Even when it makes economic sense to pay for sensor customization to suit an application, time to market can be an issue. Because CMOS imagers are systems on a chip, development time averages 18 months, depending on how many circuit functions the designer can reuse from previous designs in the same wafer fabrication process. And this amount of time is growing because circuit complexity is outpacing design productivity. This compares with about eight months for new CCD designs in established manufacturing processes. CCD systems can also be adapted with printed circuit board modifications, whereas fully integrated CMOS imaging systems require new wafer runs.
Which costs less?
One of the biggest misunderstandings about image sensors is cost.
Many early CMOS proponents argued that their technology would be vastly cheaper because it could be manufactured on the same high-volume wafer processing lines as mainstream logic and memory devices. Had this assumption proved out, CMOS would be cheaper than CCDs.
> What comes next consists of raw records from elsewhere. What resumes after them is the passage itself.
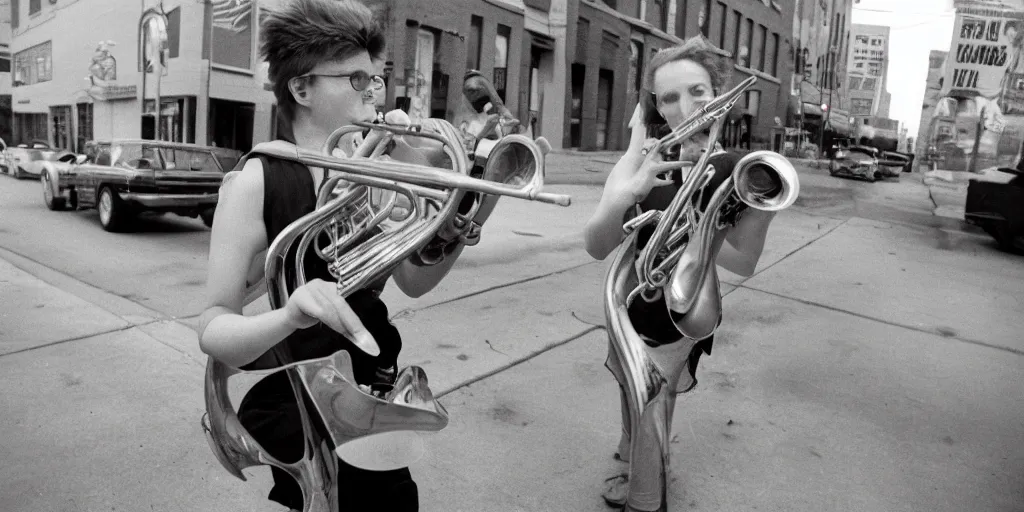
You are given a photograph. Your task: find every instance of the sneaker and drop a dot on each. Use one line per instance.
(615, 489)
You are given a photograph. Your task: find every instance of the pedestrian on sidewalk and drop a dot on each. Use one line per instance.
(325, 59)
(678, 81)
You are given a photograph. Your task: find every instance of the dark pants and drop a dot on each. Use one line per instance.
(271, 416)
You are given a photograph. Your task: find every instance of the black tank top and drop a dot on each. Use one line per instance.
(289, 195)
(652, 320)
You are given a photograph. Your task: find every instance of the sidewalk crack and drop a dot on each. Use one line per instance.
(510, 365)
(409, 310)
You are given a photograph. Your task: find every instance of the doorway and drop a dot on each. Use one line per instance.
(231, 124)
(605, 80)
(536, 95)
(576, 117)
(61, 126)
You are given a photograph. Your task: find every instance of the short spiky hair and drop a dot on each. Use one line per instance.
(696, 49)
(304, 33)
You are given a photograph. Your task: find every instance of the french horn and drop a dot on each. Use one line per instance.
(442, 204)
(677, 265)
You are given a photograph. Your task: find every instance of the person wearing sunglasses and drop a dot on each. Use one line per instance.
(678, 82)
(325, 58)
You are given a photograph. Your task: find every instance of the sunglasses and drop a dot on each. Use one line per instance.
(359, 80)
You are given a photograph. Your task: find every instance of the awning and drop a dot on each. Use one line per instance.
(542, 41)
(812, 109)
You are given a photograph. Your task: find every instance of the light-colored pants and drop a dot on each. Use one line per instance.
(644, 449)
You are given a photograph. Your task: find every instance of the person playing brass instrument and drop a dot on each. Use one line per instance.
(325, 57)
(680, 80)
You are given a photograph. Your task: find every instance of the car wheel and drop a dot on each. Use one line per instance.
(52, 202)
(207, 217)
(113, 212)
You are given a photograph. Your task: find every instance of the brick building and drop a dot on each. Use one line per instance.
(611, 41)
(868, 71)
(821, 34)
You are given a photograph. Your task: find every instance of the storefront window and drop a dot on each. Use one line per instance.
(232, 34)
(502, 58)
(84, 125)
(473, 42)
(177, 119)
(33, 65)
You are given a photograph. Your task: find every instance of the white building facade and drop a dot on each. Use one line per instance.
(867, 72)
(77, 73)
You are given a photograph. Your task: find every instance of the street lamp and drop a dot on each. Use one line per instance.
(825, 111)
(153, 38)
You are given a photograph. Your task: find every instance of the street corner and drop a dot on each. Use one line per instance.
(112, 422)
(801, 406)
(906, 275)
(36, 313)
(542, 432)
(464, 340)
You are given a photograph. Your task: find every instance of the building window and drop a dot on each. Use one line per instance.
(737, 20)
(473, 48)
(748, 39)
(704, 19)
(29, 127)
(84, 125)
(33, 65)
(635, 79)
(232, 35)
(61, 118)
(173, 32)
(723, 22)
(656, 14)
(502, 59)
(861, 107)
(758, 48)
(774, 55)
(753, 102)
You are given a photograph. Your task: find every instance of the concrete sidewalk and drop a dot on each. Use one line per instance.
(867, 366)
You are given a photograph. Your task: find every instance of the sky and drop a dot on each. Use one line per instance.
(916, 27)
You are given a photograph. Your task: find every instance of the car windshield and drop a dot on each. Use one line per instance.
(858, 156)
(55, 156)
(188, 160)
(135, 157)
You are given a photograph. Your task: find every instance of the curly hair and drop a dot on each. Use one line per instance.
(305, 33)
(696, 49)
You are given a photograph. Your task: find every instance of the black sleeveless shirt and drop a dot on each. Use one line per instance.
(652, 320)
(289, 195)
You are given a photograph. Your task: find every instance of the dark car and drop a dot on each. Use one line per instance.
(998, 208)
(124, 177)
(857, 162)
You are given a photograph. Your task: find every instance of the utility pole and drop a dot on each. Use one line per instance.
(977, 141)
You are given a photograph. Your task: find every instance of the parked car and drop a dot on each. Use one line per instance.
(857, 162)
(997, 207)
(26, 161)
(122, 178)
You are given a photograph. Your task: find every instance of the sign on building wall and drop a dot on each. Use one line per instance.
(232, 34)
(982, 88)
(103, 76)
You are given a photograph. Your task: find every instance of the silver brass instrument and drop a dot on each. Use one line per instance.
(345, 213)
(678, 264)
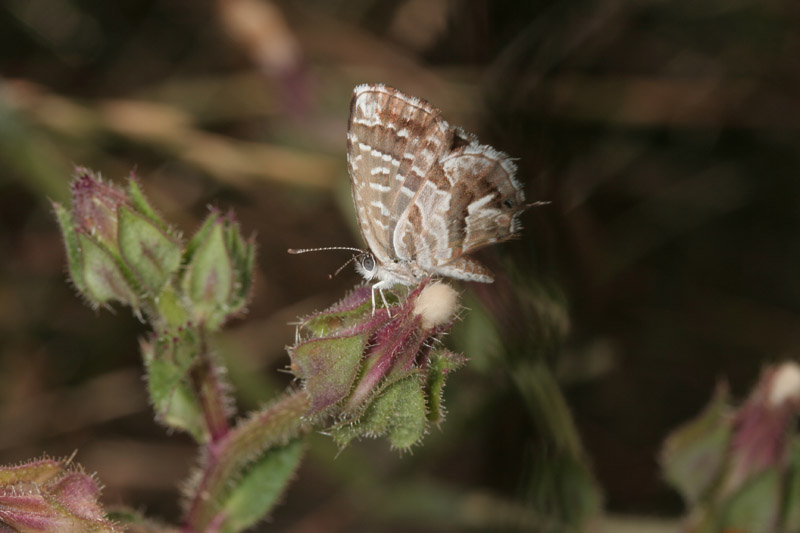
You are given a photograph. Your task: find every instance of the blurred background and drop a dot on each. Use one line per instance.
(665, 134)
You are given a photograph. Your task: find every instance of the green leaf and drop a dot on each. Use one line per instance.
(755, 506)
(71, 245)
(142, 206)
(397, 412)
(208, 281)
(242, 255)
(151, 253)
(440, 364)
(328, 367)
(791, 518)
(200, 236)
(168, 362)
(693, 455)
(261, 486)
(103, 275)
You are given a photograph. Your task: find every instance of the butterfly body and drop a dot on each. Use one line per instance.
(426, 193)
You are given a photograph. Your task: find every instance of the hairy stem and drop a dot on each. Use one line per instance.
(225, 459)
(210, 393)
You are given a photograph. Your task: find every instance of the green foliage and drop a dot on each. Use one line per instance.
(168, 360)
(693, 456)
(50, 495)
(260, 488)
(150, 252)
(397, 412)
(103, 277)
(328, 368)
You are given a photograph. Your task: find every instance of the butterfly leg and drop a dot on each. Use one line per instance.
(379, 287)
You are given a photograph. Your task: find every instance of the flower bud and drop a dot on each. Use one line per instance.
(43, 495)
(219, 272)
(117, 247)
(378, 372)
(94, 206)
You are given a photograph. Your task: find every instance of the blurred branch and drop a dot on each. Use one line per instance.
(171, 132)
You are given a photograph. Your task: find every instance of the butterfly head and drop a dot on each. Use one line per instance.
(367, 266)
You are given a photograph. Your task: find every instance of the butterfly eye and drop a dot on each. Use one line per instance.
(368, 263)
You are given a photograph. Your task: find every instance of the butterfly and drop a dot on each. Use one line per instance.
(426, 193)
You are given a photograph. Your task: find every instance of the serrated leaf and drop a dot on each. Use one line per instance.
(142, 206)
(168, 363)
(208, 281)
(328, 367)
(397, 412)
(200, 236)
(439, 365)
(755, 506)
(152, 254)
(103, 275)
(261, 486)
(693, 455)
(791, 518)
(34, 471)
(71, 245)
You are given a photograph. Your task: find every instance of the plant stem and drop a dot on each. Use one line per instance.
(210, 392)
(224, 459)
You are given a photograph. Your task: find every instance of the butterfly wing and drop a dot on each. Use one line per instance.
(468, 200)
(393, 142)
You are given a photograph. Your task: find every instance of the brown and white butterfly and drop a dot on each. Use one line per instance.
(426, 193)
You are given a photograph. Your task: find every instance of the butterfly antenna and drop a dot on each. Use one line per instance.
(304, 250)
(331, 276)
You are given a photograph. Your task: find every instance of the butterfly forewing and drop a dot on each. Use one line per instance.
(389, 152)
(425, 192)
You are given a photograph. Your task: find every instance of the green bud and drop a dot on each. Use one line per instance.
(45, 495)
(219, 271)
(168, 359)
(150, 252)
(104, 277)
(375, 371)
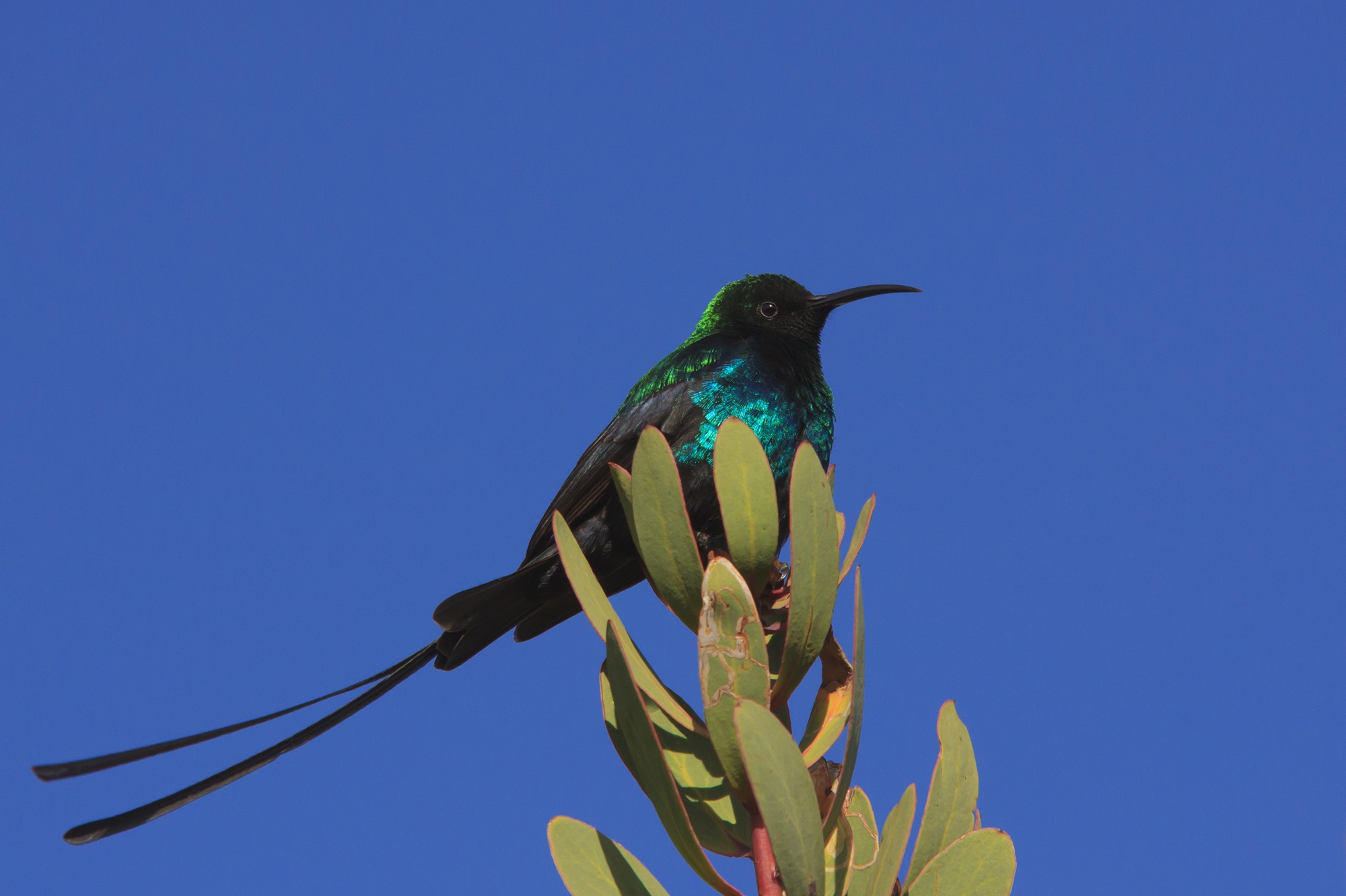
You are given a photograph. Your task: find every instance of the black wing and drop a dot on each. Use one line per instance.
(671, 410)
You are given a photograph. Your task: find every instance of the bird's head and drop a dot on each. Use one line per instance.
(773, 305)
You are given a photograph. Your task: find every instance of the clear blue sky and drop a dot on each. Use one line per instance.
(306, 313)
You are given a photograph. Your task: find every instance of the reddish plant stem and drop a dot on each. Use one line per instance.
(764, 860)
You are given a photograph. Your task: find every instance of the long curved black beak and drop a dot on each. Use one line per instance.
(837, 299)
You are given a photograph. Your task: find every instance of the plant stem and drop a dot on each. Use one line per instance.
(764, 860)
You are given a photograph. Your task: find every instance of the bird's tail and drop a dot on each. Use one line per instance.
(91, 832)
(473, 620)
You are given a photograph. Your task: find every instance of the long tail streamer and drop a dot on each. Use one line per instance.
(91, 832)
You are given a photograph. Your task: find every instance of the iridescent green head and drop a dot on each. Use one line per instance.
(773, 305)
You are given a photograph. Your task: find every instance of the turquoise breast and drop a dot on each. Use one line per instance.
(779, 416)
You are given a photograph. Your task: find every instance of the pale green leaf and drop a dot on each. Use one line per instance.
(865, 836)
(593, 866)
(600, 611)
(733, 663)
(853, 737)
(653, 773)
(952, 804)
(663, 531)
(897, 832)
(981, 863)
(721, 821)
(746, 489)
(815, 558)
(785, 797)
(862, 529)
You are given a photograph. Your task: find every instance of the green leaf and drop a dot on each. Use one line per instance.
(952, 804)
(733, 664)
(833, 706)
(815, 559)
(865, 836)
(837, 862)
(663, 529)
(653, 773)
(600, 611)
(897, 831)
(853, 737)
(978, 864)
(785, 797)
(721, 821)
(593, 866)
(623, 481)
(746, 489)
(862, 529)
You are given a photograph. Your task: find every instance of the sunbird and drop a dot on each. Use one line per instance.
(753, 356)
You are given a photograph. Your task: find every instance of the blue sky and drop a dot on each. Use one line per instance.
(306, 313)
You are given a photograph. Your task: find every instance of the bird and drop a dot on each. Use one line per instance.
(754, 354)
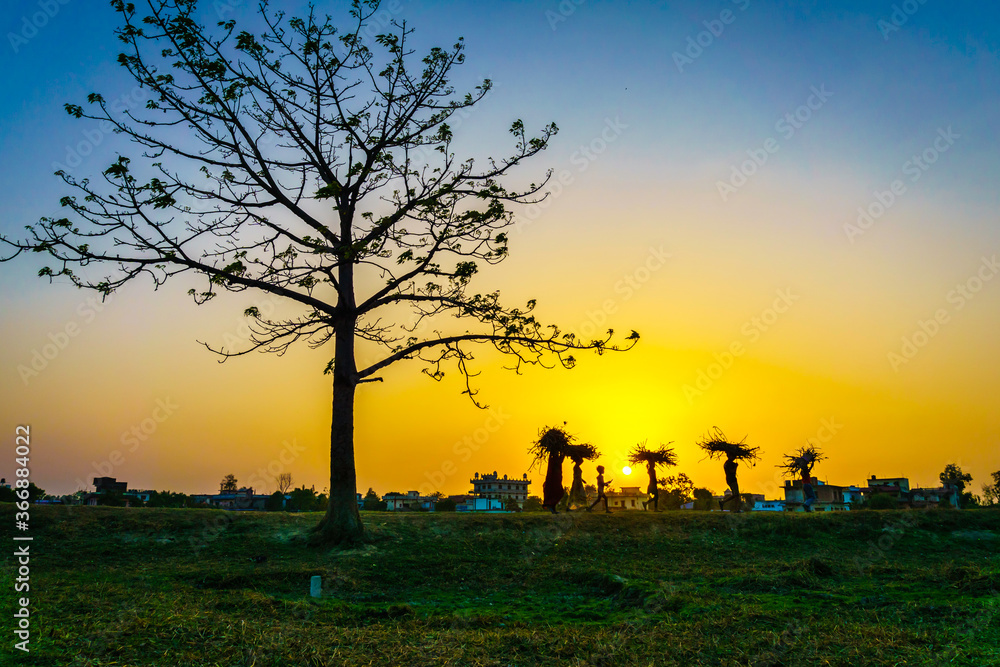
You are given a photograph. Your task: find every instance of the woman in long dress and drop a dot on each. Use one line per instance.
(578, 491)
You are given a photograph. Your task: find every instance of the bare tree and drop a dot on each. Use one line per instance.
(305, 163)
(284, 482)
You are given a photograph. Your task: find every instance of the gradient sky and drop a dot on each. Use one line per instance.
(641, 238)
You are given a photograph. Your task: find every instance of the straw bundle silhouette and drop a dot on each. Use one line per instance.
(664, 456)
(717, 446)
(581, 451)
(802, 461)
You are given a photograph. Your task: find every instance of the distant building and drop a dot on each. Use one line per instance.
(627, 498)
(410, 501)
(488, 485)
(768, 506)
(912, 498)
(109, 485)
(241, 499)
(829, 497)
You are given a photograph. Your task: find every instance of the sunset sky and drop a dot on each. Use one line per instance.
(794, 203)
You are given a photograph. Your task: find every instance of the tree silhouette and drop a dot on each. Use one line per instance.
(307, 164)
(284, 482)
(801, 462)
(952, 475)
(228, 484)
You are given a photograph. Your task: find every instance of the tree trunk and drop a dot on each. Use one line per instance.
(342, 523)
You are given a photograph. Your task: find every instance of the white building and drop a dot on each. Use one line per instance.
(411, 500)
(768, 506)
(488, 485)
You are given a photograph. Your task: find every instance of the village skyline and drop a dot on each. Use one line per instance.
(806, 244)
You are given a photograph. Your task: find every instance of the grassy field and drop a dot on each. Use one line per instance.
(151, 587)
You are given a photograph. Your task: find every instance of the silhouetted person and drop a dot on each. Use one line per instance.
(653, 490)
(578, 492)
(601, 495)
(730, 469)
(808, 493)
(552, 490)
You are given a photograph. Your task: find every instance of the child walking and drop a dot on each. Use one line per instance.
(601, 495)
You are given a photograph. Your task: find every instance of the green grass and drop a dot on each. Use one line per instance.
(148, 587)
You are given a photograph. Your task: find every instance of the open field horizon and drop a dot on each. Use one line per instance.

However, the accommodations required for good electro-optical performance mean that CMOS imagers must be made on specialty, lowervolume, optically adapted mixed-signal processes and production lines.
This means that CMOS and CCD image sensors do not have significantly different costs when produced in similar volumes and with comparable cosmetic grading and silicon area. Both technologies offer appreciable volumes, but neither has such commanding dominance over the other to establish untouchable economies of scale.
CMOS may be less expensive at the system level than CCD, when considering the cost of related circuit functions such as timing generation, biasing, analog signal processing, digitization, interface and feedback circuitry. But it is not cheaper at a component level for the pure image sensor function itself.
The larger issue around pricing, particularly for CMOS users, is sustainability. Many CMOS startups are dedicated to high-volume applications. Pursuing the highest-volume applications from a small base of business has meant that these companies have had to price below their costs to win business in commodity markets. Some start-ups will win and sustain these prices. Others will not and will have to raise prices. Still others will fail entirely.
CMOS users must be aware of their suppliers' profitability and cost structure to ensure that the technology will be sustainable. The customer's interest and the venture capitalist's interest are not well-aligned: Investors want highest return, even if that means highest risk, whereas customers need stability because of the high cost of midstream system design change.
Increasingly, money and talent are flowing to CMOS imaging,in large part because of the high-volume applications enabled by the small imaging devices and the high digital processing speeds. Over time, CMOS imagers should be able to advance into higher-performance applications.
For the moment, CCDs and CMOS remain complementary technologies - one can do things uniquely that the other cannot. Over time, this stark distinction will soften, with CMOS imagers consuming more and more of the CCD's traditional applications. But this process will take the better part of a decade - at the very least.
Meet the author
Dave Litwiller is Vice President, Corporate Marketing at DALSA in Waterloo, Ontario, Canada.